Ciliograde Hydrozoa.

The ciliograde Acalephæ, which form four orders and many genera, and which swim by means of symmetrical rows of long cilia, are represented on the British coasts by the Cydippe pileus and the Beroë Forskalia ([fig. 116]), little delicately tinted, gelatinous, and transparent animals that shine in the dark.

The Cydippe pileus is a globe three-eighths of an inch in diameter, like the purest crystal, with eight bands of large cilia, stretching at regular distances from pole to pole. A mouth, surrounded by extremely sensitive tentacles, is situated at one pole, the vent at the other. The Cydippes poise and fix themselves to objects by means of two very long tentacles, fringed on one edge by cirri, that is, short curled tentacles. These cirrated tentacles, which in some species stretch out to more than twenty times the length of the animal, can be instantaneously retracted into cavities at the posterior end of the body, while, at the same time, the marginal filaments are as rapidly coiled up in a series of close spirals. The whole of these complex organs are enclosed within the limits of a pin’s head.
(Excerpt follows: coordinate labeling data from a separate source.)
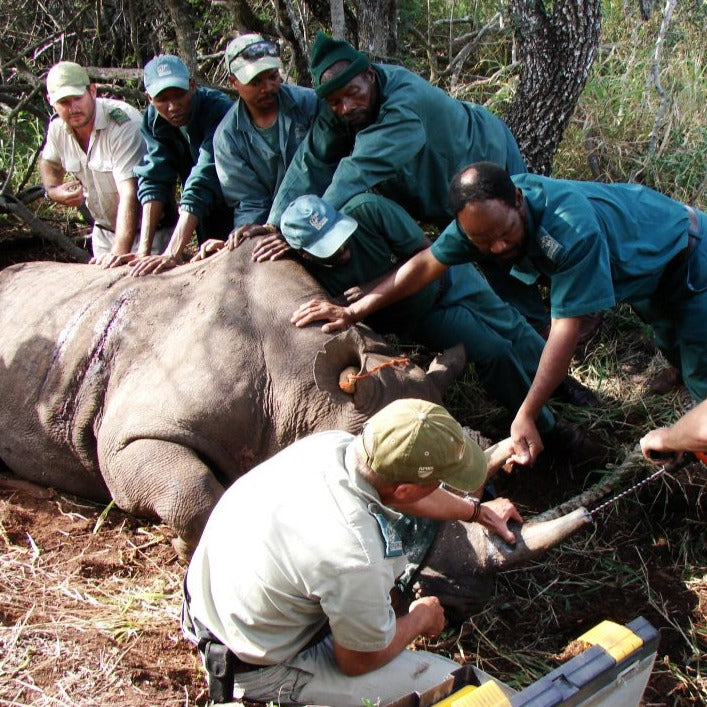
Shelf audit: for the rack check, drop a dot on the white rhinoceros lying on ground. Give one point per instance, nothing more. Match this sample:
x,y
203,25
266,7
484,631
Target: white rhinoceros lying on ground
x,y
160,391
Fig. 116. A, Cydippe pileus; B, Beroë Forskalia.

The manner in which these little gems swim is beautiful; sometimes they rise and descend slowly, like a balloon, and when they glide along the surface of the water in sunshine, the cilia on the eight meridional bands exhibit the most brilliant iridescence. The long cirrated tentacles follow all their motions in graceful curves, or hang indolently down, and sometimes they are suddenly stretched to their full length, and as suddenly retracted, and in all their varied convolutions the cirri that fringe them are in constant vibration, and exhibit all the tints of the rainbow. Sometimes these creatures whirl round their axis with great rapidity, but, active as they are, no nervous system has yet been discovered in them.